While Dietrich Bonhoeffer was working as a pastor in London, he met a number of other German clergy in Bradford in November 1933 to sign a declaration against the Nazification of the Church. Last week, to mark the 75th anniversary of the Bradford Declaration, a new declaration was signed.
At this remarkable event, jointly organised by the diocese of Bradford and the local TUC, a group gathered in the German church in Bradford where Bonhoeffer and his colleagues had met. They committed themselves afresh to the fight against fascism, and specifically against the British National Party (BNP).
Andy Sykes, a former member of the BNP, is now a project worker in the anti-Nazi cause. Standing just along from him was Altaf Arif, President of Bradford Trades Council, whose father was stabbed to death in a racist attack. Few occasions can have the power to bring such people together. We listened to a Holocaust survivor say Kaddish, and we prayed that the horror of such slaughter would never be seen again.
Yet, just a few days before, that infamous list of BNP members had been made public, and on it was the name of an Anglican priest in the diocese of Bradford. This man is retired, and no longer has permission to officiate, but it is deeply shocking none the less.
“The Bishop should have a stern word,” said the TUC’s anti-fascist campaigner in Yorkshire, Paul Meszaros. Others have been more direct.

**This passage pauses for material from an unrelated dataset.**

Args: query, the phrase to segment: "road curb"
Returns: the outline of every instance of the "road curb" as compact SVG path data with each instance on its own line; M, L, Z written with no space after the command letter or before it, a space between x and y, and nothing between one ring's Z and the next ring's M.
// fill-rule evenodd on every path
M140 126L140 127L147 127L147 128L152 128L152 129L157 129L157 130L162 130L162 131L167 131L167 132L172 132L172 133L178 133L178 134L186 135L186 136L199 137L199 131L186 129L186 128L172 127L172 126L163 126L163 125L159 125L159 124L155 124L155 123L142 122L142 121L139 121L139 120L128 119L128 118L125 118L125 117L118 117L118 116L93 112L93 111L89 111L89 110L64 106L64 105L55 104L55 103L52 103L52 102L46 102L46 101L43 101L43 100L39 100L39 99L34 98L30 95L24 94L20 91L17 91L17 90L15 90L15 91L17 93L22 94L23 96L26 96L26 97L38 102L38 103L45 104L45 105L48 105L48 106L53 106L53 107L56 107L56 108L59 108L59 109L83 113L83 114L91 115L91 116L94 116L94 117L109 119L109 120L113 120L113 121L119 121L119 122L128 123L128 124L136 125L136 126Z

All of this has placed into sharp focus the need to pass Vasantha Gnanadoss’s private member’s motion at General Synod this February. It proposes that the Church adopt a policy, similar to one the police now have, that membership of the BNP is incompatible with being a cleric or ordinand, or indeed any sort of church worker.
I would go further, and insist that membership of the BNP is wholly incompatible with being any sort of Christian. This needs saying loud and clearly because there are those who currently use the word Christian as a cover for anti-Muslim and thus anti-Asian prejudice. Some on the far Right want to twist our faith so that it becomes a code-word for racial hatred. That is the most outrageous heresy, and turns the truth on its head.
Bonhoeffer lost his life fighting the Nazis and their wicked views on race. His witness ought to remind us of the sad truth that wicked racist ideology is able to grow even in Christians who profess the same faith as we do. As we queued up to sign the new declaration, it struck me how terrible it was that, 75 years later, such a thing still seems necessary.
The Revd Dr Giles Fraser is Team Rector of Putney, in south London.